What are our conclusions in respect to socio-economic factors which have borne and are bearing upon the growth and development of the Bible Fellowship Church?


-We have a history which began with location in the lower levels of society.

-We are presently moving into higher stratifications of society.

-Our development has shown that we are following the same general pattern of church life that has been typical of many other groups.

            -property less to property owing

            -economic poverty to economic wealth

            -cultural periphery to cultural center

            -emphasis on evangelism and conversion to emphasis on religious education

-stress on the future world to primary interest in the future of this world

            -fervor to restraint

-large numbers of special religious services to a program of regular services at stated intervals

            -more formal hymnody

-from reliance on spontaneous leading of the "Spirit" in services and administration to fixed order of worship and administrative procedure.

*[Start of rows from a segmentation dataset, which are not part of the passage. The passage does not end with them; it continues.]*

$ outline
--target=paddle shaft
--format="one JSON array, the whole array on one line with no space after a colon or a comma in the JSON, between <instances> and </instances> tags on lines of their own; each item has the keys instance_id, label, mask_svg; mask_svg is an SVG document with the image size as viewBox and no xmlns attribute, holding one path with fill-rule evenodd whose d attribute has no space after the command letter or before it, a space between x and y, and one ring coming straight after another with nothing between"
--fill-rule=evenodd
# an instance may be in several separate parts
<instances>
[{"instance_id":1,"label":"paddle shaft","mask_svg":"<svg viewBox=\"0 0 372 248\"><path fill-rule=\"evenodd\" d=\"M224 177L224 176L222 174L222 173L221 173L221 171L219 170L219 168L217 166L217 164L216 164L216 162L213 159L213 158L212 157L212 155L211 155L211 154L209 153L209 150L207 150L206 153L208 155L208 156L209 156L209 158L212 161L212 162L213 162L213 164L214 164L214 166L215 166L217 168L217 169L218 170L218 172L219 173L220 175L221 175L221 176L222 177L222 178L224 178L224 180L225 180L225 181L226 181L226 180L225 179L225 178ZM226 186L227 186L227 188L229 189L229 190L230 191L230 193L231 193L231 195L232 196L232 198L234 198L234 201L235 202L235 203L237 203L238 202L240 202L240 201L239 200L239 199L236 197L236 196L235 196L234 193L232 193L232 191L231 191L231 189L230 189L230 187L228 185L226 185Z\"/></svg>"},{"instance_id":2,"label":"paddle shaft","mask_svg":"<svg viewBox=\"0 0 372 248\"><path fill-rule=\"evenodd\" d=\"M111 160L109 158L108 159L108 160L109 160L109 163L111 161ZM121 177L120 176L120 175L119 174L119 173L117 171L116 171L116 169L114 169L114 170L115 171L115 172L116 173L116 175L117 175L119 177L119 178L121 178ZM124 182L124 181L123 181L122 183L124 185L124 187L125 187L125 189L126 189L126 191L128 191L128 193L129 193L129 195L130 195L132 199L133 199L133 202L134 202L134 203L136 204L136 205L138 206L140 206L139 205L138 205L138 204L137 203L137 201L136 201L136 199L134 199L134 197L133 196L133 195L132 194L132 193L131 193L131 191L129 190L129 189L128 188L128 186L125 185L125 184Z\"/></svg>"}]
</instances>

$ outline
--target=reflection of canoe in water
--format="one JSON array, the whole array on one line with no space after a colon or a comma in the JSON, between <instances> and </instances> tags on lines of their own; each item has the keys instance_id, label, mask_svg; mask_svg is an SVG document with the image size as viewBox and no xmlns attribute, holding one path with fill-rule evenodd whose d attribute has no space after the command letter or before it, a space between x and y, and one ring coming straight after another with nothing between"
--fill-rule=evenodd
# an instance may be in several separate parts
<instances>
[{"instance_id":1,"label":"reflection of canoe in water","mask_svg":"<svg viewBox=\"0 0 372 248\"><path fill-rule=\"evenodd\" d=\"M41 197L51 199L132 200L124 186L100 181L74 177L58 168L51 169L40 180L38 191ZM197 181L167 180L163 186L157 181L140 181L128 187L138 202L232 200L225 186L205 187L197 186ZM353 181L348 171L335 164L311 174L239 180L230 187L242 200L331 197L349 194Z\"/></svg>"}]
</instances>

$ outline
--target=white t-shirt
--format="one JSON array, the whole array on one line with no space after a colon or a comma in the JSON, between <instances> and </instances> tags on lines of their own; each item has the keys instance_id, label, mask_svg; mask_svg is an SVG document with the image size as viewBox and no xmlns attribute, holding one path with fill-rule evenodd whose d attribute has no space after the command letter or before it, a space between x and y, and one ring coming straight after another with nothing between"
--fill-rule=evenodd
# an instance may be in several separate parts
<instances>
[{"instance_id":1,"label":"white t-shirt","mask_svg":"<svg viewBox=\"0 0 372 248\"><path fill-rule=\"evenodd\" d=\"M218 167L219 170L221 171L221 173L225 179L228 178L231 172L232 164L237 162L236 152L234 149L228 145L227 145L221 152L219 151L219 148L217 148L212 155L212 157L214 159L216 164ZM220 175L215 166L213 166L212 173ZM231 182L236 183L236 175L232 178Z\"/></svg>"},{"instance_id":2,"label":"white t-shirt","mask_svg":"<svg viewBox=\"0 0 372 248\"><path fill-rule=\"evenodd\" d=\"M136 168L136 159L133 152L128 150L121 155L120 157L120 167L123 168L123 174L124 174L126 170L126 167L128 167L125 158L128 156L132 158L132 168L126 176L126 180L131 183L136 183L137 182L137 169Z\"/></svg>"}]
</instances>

It is not difficult to see from the foregoing list of developmental patterns in religious groups that our own history has been very typical. According to the social sciences the end result of this process is irrelevance and death. The question that comes to us as a body of churches is whether these bleak prophecies must indeed become true of us. It seems to me that the great danger of becoming institutional and solidly structured rests in the growing temptation to rely on and honor structure beyond its rightful place. The natural reaction to discovering that there is danger in structure would be to withdraw from the present and attempt a return to the charismatic stage of development. As we ponder the possibility of going back to the "good old days" we find that such a course would be neither wise nor practical. The uniqueness which the cultic person feels about himself is only valid so long as he can hold this idea in "good faith." From a practical point of view we must recognize that we are serving a different people today than we were serving at the time of charismatic development. What is the answer to our dilemma? We are called to be authentic in the churchly phase of development. Just because the next step in the developmental pattern is one of stagnation, is no reason for us to pull back from our present responsibilities. The life that we as individual believers have been called to live is a life of constant danger, living in constant attack from the world, the flesh, and the devil. The answer to the individual is the same answer that we must give to the church. We must be willing to live an exposed life, danger on every hand and yet a constant dependence on the Holy Spirit of God to guide and direct our individual lives and the life of our Church. Shall we proceed with the thought of the great dangers as the central thought on our minds, or, shall we go forward with the thought that we serve a great God who is able to deliver us from the snares of the devil. Let us risk all for Christ, let us take the unchanging message and relate it to our given situations in our churches and communities. May God help us to be able to see the dangers, but beyond that, may we be empowered to rise above them and see the glory of God fulfilled in our churches through a compassionate, responsible and balanced ministry of the Word.